Impressions of Roy Huggins

by Stephen Cannell

My first impression of Roy Huggins was seeing him walking across the Universal lot in 1971. I was twenty-eight and standing alone watching him trailing assistants like planetary moons, gesturing as he walked. He was heading toward the editing building where, I later came to learn, he was the maestro extraordinaire. "Who was this man?" I thought. "Who are these people?" At the time, I was working for Jack Webb as the Story Editor on Adam-12. When I walked across the lot, dry leaves and old newspapers followed me if the wind was gusting.

A year later it became my good fortune to actually work for Roy Huggins. During the two-and-a-half years that I sat in his office, or in screening rooms, or at lunch discussing script problems with him I learned more about the process of writing and producing television than I have in the entire twenty years since. You see, Roy Huggins is my Godfather in this business. He was the one who showed me how to do it. He was the one who taught me how to fix a bad piece of film or plot a script so that each scene is more interesting than the one before it (Roy used to say that a good screenplay is a series of the next-most-interesting-scene you can think of).

By then, I was 29 years old and almost smart enough to figure out what was going on around me and I had the great opportunity to sit at the feet of one of the great innovators in television, to learn from a master. I have never been as good at a lot of the craft as Roy . . . a fact I demonstrated fifteen years later after a shaky first year on Hunter. I had a renewal and I needed to get the show 'grooved.' I thought, could I get Roy to help me on this. I asked him and he said "Stever," (that's what he called me when I wasn't screwing up) "let me take a look at your best episode and I'll let you know." I showed him one that Frank Lupo (the show's creator) had written. He liked it and agreed to come aboard for a year. Frank and I were elated and well we should have been because his steady hand guided Hunter into the Top Ten . . . not an easy feat when you're in a low-HUT-level, Saturday-at-ten-o'clock time period. He had strong opinions, as always:


Get rid of that piece of junk car you have him driving. Only an idiot would drive a car like that.


Come on, Roy, that's funny. See, his Captain thinks he's a jerk and makes him drive it.

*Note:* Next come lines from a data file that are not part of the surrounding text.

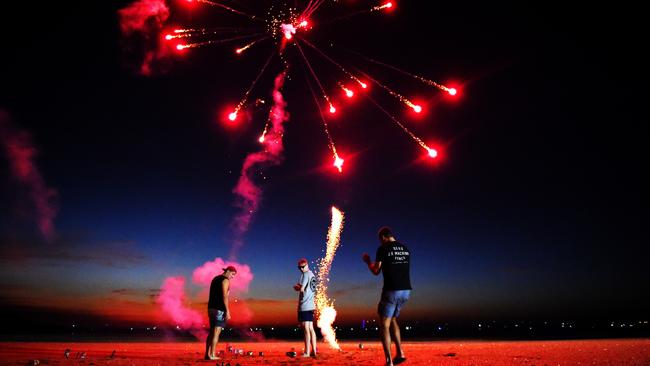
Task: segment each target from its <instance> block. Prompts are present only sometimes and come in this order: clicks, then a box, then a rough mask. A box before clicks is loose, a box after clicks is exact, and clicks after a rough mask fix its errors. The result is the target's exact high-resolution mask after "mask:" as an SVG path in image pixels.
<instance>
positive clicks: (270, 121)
mask: <svg viewBox="0 0 650 366" xmlns="http://www.w3.org/2000/svg"><path fill="white" fill-rule="evenodd" d="M270 123H271V113H269V117H268V118H267V119H266V123H264V130H262V135H260V138H259V139H258V141H259V142H260V143H261V144H262V143H264V141H266V132H267V131H268V130H269V124H270Z"/></svg>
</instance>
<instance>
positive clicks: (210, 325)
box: [208, 309, 226, 328]
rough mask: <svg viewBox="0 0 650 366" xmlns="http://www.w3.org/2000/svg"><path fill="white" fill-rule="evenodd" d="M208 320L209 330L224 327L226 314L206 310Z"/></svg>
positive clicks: (221, 310)
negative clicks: (219, 327)
mask: <svg viewBox="0 0 650 366" xmlns="http://www.w3.org/2000/svg"><path fill="white" fill-rule="evenodd" d="M208 319H210V328H214V327H220V328H225V327H226V312H225V311H223V310H219V309H208Z"/></svg>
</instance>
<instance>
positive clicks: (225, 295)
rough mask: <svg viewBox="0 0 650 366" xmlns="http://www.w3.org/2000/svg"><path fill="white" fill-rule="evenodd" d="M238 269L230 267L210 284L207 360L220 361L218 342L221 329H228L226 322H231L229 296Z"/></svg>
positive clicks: (208, 305)
mask: <svg viewBox="0 0 650 366" xmlns="http://www.w3.org/2000/svg"><path fill="white" fill-rule="evenodd" d="M236 274H237V269H236V268H235V267H234V266H228V267H226V268H224V269H223V273H222V274H220V275H218V276H215V277H214V278H213V279H212V282H211V283H210V298H209V299H208V319H209V320H210V331H209V332H208V338H207V339H206V340H205V359H206V360H218V359H219V357H217V355H216V350H217V342H219V335H220V334H221V329H222V328H225V327H226V321H227V320H230V307H229V306H228V295H229V293H230V280H232V279H233V278H235V275H236Z"/></svg>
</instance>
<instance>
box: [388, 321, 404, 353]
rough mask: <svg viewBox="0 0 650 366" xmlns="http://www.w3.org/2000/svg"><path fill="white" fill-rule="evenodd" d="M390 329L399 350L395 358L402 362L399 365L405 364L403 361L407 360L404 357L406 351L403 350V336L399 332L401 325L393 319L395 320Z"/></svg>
mask: <svg viewBox="0 0 650 366" xmlns="http://www.w3.org/2000/svg"><path fill="white" fill-rule="evenodd" d="M390 329H391V331H392V333H393V341H394V342H395V348H397V355H396V356H395V359H396V360H400V362H399V363H401V362H404V361H402V360H406V357H404V350H403V349H402V336H401V334H400V331H399V324H397V318H393V320H392V321H391V327H390ZM396 363H397V362H396Z"/></svg>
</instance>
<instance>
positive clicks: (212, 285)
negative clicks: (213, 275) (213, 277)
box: [208, 275, 226, 311]
mask: <svg viewBox="0 0 650 366" xmlns="http://www.w3.org/2000/svg"><path fill="white" fill-rule="evenodd" d="M225 279H226V276H224V275H219V276H216V277H215V278H213V279H212V282H211V283H210V299H209V300H208V309H218V310H223V311H226V304H224V302H223V280H225Z"/></svg>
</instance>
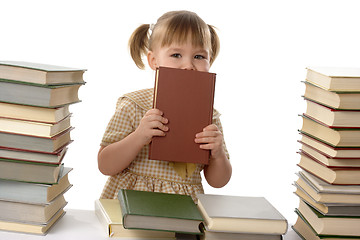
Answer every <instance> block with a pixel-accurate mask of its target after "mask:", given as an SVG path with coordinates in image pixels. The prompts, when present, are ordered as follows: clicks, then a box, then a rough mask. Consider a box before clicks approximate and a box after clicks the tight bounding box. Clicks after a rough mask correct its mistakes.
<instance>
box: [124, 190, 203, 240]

I hate that part too. He's either a good cop or he's not. If he's a good cop and his Captain doesn't know it, then the Captain is a fool. I don't want to have a fool in the show.


But Roy, we like that.


It's funny.


What's funny is he never goes to Bel Air. People don't want to look at trash cans, they want to look at--swimming pools.


But Roy. . .

Well, you get the drift. Roy was in the driver's seat where he belonged, running the show. Nobody does it better or with more style. He has created and produced some of the best shows ever to air on television. I have the honor of sharing Creator Credit with him on two shows: The Rockford Files and City of Angels. Roy Huggins is my Godfather, my Hero and my Friend. They don't come any better.

Caucus member Stephen J. Cannell is a writer-producer.